When asked to recall a brand with a reputation for continually pushing and redefining its aesthetic choices, we have to admit that Gap wasn’t at the top of our list. But, now, thanks to the work of Joel Evey, the clothing retailer’s senior director of the global creative studio, that may be about to change.
Originally from California, Joel has been working for the brand out of New York City. Since arriving at the brand, Joel has been working on an “under-the-radar” project which tests the boundaries of the Gap brand from a visual perspective, “to see where the edges are, and make content that could take more risks than I could with the main Gap image”.
Titled Gap Editions, the series is now in its tenth edition, a milestone issue which has led Joel to release the work.

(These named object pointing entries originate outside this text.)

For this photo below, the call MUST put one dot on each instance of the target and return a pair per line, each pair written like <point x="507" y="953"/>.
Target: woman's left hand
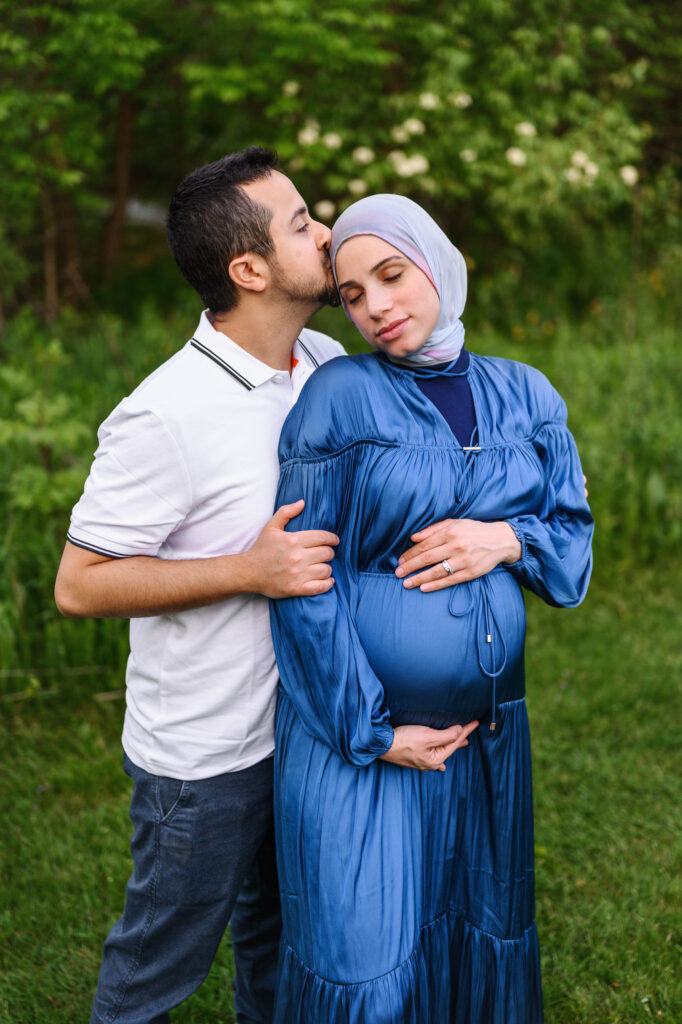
<point x="466" y="547"/>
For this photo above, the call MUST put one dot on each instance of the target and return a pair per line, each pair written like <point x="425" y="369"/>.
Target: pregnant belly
<point x="431" y="651"/>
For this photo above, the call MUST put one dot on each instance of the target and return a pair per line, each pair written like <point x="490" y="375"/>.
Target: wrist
<point x="241" y="573"/>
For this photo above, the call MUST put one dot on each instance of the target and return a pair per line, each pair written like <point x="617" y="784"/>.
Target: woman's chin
<point x="401" y="348"/>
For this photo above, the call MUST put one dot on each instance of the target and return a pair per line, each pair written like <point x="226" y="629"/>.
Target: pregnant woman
<point x="407" y="894"/>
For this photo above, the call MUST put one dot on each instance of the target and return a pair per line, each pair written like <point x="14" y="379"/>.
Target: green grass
<point x="604" y="706"/>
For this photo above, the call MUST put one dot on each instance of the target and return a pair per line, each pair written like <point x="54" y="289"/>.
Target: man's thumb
<point x="286" y="513"/>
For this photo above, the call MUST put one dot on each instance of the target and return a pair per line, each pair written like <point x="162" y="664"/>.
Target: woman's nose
<point x="378" y="301"/>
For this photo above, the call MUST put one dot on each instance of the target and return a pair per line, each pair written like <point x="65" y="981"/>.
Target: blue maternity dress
<point x="407" y="896"/>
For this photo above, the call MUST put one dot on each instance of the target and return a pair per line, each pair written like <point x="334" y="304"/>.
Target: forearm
<point x="139" y="586"/>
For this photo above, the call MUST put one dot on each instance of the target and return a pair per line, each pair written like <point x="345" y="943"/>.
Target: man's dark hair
<point x="211" y="220"/>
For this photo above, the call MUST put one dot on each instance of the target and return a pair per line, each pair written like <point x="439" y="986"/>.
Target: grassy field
<point x="604" y="706"/>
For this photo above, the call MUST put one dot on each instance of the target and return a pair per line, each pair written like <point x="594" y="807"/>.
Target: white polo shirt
<point x="187" y="468"/>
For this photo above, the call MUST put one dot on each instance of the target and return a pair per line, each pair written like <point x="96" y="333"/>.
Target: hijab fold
<point x="410" y="228"/>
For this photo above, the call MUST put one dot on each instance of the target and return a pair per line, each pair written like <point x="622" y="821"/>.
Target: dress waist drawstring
<point x="486" y="626"/>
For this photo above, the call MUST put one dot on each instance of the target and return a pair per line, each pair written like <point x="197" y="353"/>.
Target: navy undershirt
<point x="452" y="396"/>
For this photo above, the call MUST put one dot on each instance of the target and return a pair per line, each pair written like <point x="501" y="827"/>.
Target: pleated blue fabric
<point x="409" y="896"/>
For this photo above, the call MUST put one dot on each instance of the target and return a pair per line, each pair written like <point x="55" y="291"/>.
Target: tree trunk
<point x="123" y="156"/>
<point x="51" y="300"/>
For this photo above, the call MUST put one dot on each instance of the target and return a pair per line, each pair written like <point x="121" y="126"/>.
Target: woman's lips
<point x="393" y="330"/>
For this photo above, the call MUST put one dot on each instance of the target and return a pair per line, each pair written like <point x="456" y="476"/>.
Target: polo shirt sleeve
<point x="138" y="489"/>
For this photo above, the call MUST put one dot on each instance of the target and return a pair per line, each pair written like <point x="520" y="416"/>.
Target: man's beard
<point x="306" y="289"/>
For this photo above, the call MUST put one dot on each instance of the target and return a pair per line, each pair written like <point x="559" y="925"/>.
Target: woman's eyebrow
<point x="388" y="259"/>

Shot by Jarod Taber and Jack Bool, it explores ideas of youth and adventure in a romantic, idealised manner.
When asked why he made the decision to keep the work private until now, Joel responds: “It’s a bit like showing someone your sketchbook right? Showing a single page of that sketchbook might not make sense, but once you have enough sketchbooks filled to show an arc or investigation, then it feels like the right time to make it public.”

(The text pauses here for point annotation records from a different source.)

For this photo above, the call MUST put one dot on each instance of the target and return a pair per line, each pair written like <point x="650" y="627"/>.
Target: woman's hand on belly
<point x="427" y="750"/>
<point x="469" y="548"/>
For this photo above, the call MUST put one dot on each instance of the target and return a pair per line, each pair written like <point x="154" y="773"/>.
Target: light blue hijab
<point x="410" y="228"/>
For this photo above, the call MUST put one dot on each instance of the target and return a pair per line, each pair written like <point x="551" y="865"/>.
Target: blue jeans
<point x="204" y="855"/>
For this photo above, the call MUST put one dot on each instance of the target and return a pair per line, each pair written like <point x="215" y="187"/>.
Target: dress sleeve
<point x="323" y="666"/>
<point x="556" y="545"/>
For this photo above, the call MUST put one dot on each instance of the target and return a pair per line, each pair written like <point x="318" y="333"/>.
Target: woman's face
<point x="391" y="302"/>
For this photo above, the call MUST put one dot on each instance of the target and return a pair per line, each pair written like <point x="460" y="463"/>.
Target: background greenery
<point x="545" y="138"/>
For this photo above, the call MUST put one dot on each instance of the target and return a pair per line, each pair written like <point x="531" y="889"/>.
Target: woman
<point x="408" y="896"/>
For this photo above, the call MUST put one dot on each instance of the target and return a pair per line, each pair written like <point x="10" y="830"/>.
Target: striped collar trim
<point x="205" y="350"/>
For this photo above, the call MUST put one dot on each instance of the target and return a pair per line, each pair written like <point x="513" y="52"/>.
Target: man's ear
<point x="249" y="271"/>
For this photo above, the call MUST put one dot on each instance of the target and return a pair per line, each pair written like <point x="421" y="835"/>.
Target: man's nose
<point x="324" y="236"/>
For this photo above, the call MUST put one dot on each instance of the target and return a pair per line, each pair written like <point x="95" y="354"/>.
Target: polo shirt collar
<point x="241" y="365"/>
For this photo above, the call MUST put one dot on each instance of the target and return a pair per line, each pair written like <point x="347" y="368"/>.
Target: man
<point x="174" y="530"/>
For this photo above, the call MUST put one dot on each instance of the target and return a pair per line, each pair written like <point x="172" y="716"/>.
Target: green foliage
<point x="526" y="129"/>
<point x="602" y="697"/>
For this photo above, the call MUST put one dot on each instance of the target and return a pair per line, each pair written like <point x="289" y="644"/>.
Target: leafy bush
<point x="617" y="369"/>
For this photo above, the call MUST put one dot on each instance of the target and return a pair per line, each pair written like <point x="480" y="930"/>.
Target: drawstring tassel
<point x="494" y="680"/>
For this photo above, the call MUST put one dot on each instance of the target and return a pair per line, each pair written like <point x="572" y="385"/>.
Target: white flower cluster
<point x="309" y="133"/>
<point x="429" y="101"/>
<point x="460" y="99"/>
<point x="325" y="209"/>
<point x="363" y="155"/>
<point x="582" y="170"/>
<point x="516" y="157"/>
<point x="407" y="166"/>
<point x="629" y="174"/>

The project first began in early 2018, but it wasn’t necessarily a conscious decision, he recalls. “It began pretty organically with candid pictures myself and others took during one of our campaign shoots.” During this time, however, Joel realised he could utilise this process to help connect Gap with a younger, more culturally aware audience. The Gap Editions then evolved as a way to produce “proof of concept work that demonstrated the vision the team had,” he tells us, “it quickly grew from being generated purely in-house, to involving friends and collaborators – asking them to answer the same questions, ‘where is the edge? how far is too far?’ and it kept going from there.”
So far, Gap Editions has included collaborations with Actual Source, Scott Berry, Wax Studios and many more with Joel adding: “It’s very hard to pick favourites on a project like this because I love them all, but a few things that stand out are Molly Matalon’s soft representations of masculinity, Luca Venter’s use of colour, and Dan McMahon wonderful sense of timing. They all very much inspire me.” It’s here in which the strength of Gap Editions is most obvious – in Joel’s commissioning. By bringing together photographers, directors, stylists and other creatives, he’s produced work which is not only altogether surprising for a brand like Gap, but proves how refreshing it can be when you’re willing to try something new.